System Architecture

Architecture Blueprint

Technical specifications of a serverless, multi-tenant Git-backed Headless CMS running entirely in V8 sandbox isolates on Cloudflare's serverless edge infrastructure.

01 / SYSTEM TOPOLOGY

Serverless Edge-Native Architecture

Pouta is built on a serverless edge-native architecture using Cloudflare Pages, Cloudflare Workers, and SQLite at the Edge (Cloudflare D1).
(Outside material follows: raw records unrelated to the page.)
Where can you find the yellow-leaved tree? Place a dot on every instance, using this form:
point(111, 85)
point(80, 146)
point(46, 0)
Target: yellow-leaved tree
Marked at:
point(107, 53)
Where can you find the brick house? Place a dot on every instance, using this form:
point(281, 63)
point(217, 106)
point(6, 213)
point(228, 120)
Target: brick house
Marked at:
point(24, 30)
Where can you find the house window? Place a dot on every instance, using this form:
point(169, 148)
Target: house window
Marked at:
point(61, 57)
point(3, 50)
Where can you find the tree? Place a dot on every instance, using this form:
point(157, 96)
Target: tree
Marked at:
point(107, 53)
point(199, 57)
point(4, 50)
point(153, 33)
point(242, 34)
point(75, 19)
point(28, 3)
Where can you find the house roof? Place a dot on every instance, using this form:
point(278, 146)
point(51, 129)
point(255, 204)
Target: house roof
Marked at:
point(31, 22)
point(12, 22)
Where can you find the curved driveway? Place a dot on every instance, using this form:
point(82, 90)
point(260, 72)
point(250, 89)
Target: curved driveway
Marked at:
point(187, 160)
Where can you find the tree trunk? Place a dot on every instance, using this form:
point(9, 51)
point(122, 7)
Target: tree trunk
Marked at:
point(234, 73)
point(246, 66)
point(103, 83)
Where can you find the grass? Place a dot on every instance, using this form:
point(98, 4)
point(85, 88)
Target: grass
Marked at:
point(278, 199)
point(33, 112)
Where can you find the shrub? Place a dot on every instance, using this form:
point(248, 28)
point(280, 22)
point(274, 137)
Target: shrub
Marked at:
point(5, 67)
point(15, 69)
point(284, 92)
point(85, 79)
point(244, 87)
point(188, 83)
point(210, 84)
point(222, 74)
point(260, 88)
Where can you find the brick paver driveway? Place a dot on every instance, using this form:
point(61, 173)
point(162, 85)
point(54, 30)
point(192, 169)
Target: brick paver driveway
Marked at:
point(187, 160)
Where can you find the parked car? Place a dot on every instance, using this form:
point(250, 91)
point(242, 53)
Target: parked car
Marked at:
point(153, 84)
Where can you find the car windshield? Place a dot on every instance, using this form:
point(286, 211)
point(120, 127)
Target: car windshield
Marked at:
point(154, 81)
It combines static-first marketing pages with server-side rendered (SSR) admin API routes executing globally on Cloudflare’s Edge network inside lightweight V8 isolates.

Data Flow Relationships Client Browser CMS React UI BlockNote Canvas 1. Fetch / Autosave 8. Edge Draft Cache Cloudflare Edge Node AES-GCM Web Crypto Seal RS256 JWT Edge Signer Cloudflare D1 SQLite Edge Serverless API Routes 6. API Commits GitHub Infrastructure GitHub App Gateway Target Repository

Pouta decouples static delivery from server compute. It handles dynamic draft caching inside local Cloudflare D1 SQLite replicas globally. When a collaborator publishes, the system translates the BlockNote ProseMirror JSON block array into GFM Markdown with YAML frontmatter and commits it directly to your remote repository via the GitHub API.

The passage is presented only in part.